Mengelola Citra Digital di Era Informasi
Dari sisi keamanan digital, pengamat IT dari ICT Institute Heru Sutadi menekankan pentingnya manajemen jejak digital bagi pejabat publik.
“Jejak digital, baik positif maupun negatif, harus dikelola dengan hati-hati. Apa yang kita posting sekarang bisa mempengaruhi karier kita di masa depan,” jelasnya.
Kasus Fufufafa tidak hanya menjadi perhatian publik, tetapi juga menimbulkan tuntutan untuk pengungkapan identitas di balik akun tersebut.
Menurut Heru, Kementerian Komunikasi dan Informatika (Kominfo) memiliki kemampuan untuk melacak akun anonim seperti ini melalui teknologi pelacakan digital.

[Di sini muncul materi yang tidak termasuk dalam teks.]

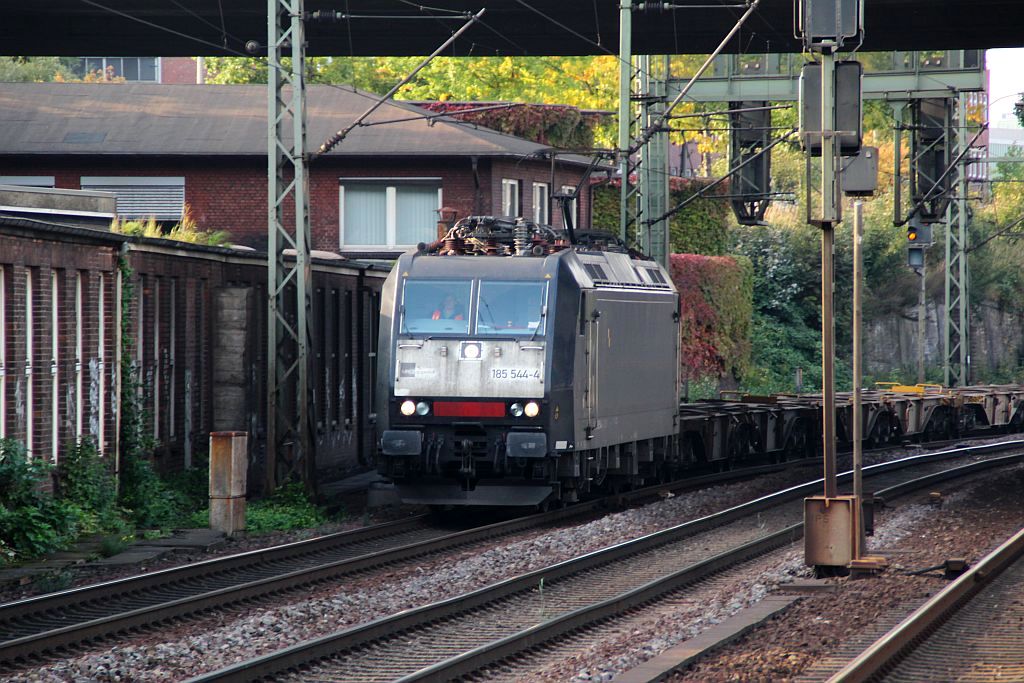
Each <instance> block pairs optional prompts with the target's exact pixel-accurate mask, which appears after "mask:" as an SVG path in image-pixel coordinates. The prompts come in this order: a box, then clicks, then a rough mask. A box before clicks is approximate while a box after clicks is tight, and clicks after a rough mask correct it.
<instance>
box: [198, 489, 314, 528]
mask: <svg viewBox="0 0 1024 683" xmlns="http://www.w3.org/2000/svg"><path fill="white" fill-rule="evenodd" d="M189 521H190V522H191V525H193V526H207V525H209V523H210V509H209V508H208V507H207V508H204V509H202V510H197V511H196V512H195V513H193V515H191V517H190V518H189ZM327 521H329V517H328V515H327V514H326V513H325V512H324V509H323V508H319V507H317V506H316V505H313V503H312V502H310V500H309V497H308V496H306V492H305V489H304V488H303V487H302V484H300V483H295V482H293V483H289V484H286V485H284V486H282V487H281V488H279V489H278V490H276V492H275V493H274V494H273V495H272V496H270V497H268V498H265V499H262V500H258V501H252V502H250V503H249V504H248V505H247V506H246V531H248V532H249V533H252V535H259V533H267V532H270V531H291V530H294V529H300V528H309V527H311V526H318V525H321V524H323V523H325V522H327Z"/></svg>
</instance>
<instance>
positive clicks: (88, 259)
mask: <svg viewBox="0 0 1024 683" xmlns="http://www.w3.org/2000/svg"><path fill="white" fill-rule="evenodd" d="M115 252H116V248H114V247H111V246H103V245H91V246H90V248H89V249H87V250H83V249H82V248H81V245H76V244H73V243H67V242H58V241H54V242H51V241H47V240H40V239H19V238H15V237H12V236H8V234H2V233H0V269H2V278H3V284H2V290H3V292H2V294H3V326H2V327H3V331H4V334H3V335H2V341H0V344H2V345H3V351H4V352H3V354H2V356H3V358H4V364H3V365H4V368H3V371H4V372H3V373H2V378H0V391H2V393H3V400H2V401H0V402H2V409H3V414H2V416H0V427H2V433H3V435H4V436H7V437H11V438H16V439H18V440H20V441H23V442H25V443H26V444H27V445H29V447H30V451H31V452H32V453H33V454H34V455H37V456H39V457H43V458H47V459H51V458H52V457H53V454H54V452H56V453H57V454H59V452H60V450H61V449H62V447H65V446H66V445H67V444H68V443H73V442H75V441H76V440H78V439H79V438H81V437H83V436H90V435H91V436H92V437H93V438H94V439H95V440H96V441H97V442H101V443H102V444H103V445H104V446H105V445H106V444H110V443H112V442H113V438H114V424H115V413H114V403H113V402H112V397H113V391H111V390H110V389H111V387H113V383H114V377H115V375H114V364H113V362H112V359H113V357H114V350H115V339H114V337H115V335H114V329H113V324H112V322H113V319H114V298H115V297H114V296H113V278H112V273H113V270H114V259H115ZM30 283H31V284H30ZM79 284H81V296H79ZM54 286H55V287H54ZM100 288H102V289H103V296H100V293H99V291H100ZM54 290H55V291H54ZM30 294H31V296H30ZM54 303H55V304H56V308H55V309H54ZM54 312H55V313H56V316H55V317H56V321H55V322H56V326H54V324H53V323H54ZM30 327H31V339H30V335H29V330H30ZM30 341H31V346H32V348H31V349H29V343H30ZM54 342H55V344H54ZM54 346H55V348H54ZM54 350H55V353H54ZM30 359H31V365H30V362H29V361H30ZM101 387H102V389H103V390H100V388H101Z"/></svg>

Namun, ia juga menekankan pentingnya transparansi dalam proses pengungkapan identitas.
"Kominfo seharusnya memiliki kemampuan untuk melacak akun-akun anonim ini, termasuk siapa di balik akun Fufufafa. Namun, harus ada transparansi dan bukti yang kuat jika ingin mengaitkan seseorang dengan akun tersebut,” tambahnya.

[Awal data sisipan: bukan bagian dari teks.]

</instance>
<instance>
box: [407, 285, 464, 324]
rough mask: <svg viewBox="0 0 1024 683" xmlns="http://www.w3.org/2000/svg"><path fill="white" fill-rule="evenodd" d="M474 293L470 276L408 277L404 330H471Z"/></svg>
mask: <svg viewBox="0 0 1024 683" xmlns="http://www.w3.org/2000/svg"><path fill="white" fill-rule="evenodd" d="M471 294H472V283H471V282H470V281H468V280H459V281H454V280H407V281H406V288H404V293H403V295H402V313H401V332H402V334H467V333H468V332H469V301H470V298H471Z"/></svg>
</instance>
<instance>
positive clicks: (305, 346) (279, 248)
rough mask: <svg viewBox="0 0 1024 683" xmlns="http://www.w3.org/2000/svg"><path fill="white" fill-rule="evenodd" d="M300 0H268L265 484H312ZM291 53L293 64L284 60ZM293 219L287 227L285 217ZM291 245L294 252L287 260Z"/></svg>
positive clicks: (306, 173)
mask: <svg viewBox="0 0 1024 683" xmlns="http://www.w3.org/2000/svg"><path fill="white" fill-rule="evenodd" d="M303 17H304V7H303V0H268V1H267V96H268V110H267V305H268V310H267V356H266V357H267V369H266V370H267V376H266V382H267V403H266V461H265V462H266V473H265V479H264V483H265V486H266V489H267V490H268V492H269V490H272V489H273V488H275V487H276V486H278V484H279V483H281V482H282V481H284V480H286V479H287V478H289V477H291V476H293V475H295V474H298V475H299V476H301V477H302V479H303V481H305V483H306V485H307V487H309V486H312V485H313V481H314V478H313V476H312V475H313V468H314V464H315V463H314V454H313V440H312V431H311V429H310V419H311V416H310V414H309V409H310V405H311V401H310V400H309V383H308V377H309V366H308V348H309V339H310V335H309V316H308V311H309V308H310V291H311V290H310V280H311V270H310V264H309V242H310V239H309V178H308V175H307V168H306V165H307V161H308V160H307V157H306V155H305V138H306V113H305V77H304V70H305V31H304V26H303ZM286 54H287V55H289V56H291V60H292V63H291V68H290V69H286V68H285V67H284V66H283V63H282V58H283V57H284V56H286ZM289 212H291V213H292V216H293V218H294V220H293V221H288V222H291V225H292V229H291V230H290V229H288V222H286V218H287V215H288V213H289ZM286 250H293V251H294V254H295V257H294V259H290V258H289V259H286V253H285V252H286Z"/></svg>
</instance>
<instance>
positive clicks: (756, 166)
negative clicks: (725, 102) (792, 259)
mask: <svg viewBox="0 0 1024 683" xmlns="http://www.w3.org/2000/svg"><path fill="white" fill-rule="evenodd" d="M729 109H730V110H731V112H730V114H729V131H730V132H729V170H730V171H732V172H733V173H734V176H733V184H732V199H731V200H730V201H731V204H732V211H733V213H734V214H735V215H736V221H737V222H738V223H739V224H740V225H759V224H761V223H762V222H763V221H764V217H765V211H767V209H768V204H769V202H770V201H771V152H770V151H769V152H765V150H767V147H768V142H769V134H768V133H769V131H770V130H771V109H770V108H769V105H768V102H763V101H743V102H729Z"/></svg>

Kasus ini menyoroti kebutuhan mendesak akan literasi digital, terutama bagi pejabat publik yang citranya rentan terhadap eksploitasi media sosial. Menurut data Kominfo, tingkat literasi digital di Indonesia pada 2022 berada pada skor 3.49 dari 5, yang berarti masih dalam kategori "sedang".
Menurutnya, pendidikan literasi digital sangat penting untuk mencegah terjadinya kasus-kasus serupa.

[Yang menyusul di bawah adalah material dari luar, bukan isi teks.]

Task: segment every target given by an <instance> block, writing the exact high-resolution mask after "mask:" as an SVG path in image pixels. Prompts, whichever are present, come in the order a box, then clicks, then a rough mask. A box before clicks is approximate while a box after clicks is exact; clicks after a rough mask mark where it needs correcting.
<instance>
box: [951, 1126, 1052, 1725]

“Pejabat publik harus berpikir dua kali sebelum memposting sesuatu di media sosial. Jejak digital bukan hanya soal masa kini, tetapi juga tentang dampaknya di masa depan," ujar Heru.
Kasus Hoaks dan Disinformasi
Pada tahun 2022, Mafindo mencatat ada 2.298 kasus hoaks yang tersebar di media sosial, dengan topik politik menduduki posisi tertinggi yaitu 42% dari total hoaks.
Dalam dunia politik yang terus berkembang, media sosial telah menjadi arena baru untuk berperang. Seperti yang diungkapkan Ismail Fahmi, publik tidak lagi mencari informasi dari sumber-sumber tradisional seperti Google, tetapi beralih ke platform seperti TikTok dan Twitter untuk menemukan narasi politik terkini.
Menurut survei Edelman Trust Barometer 2023, tingkat kepercayaan publik Indonesia terhadap informasi di media sosial mencapai 68%, lebih tinggi dibandingkan media tradisional yang berada di angka 62%.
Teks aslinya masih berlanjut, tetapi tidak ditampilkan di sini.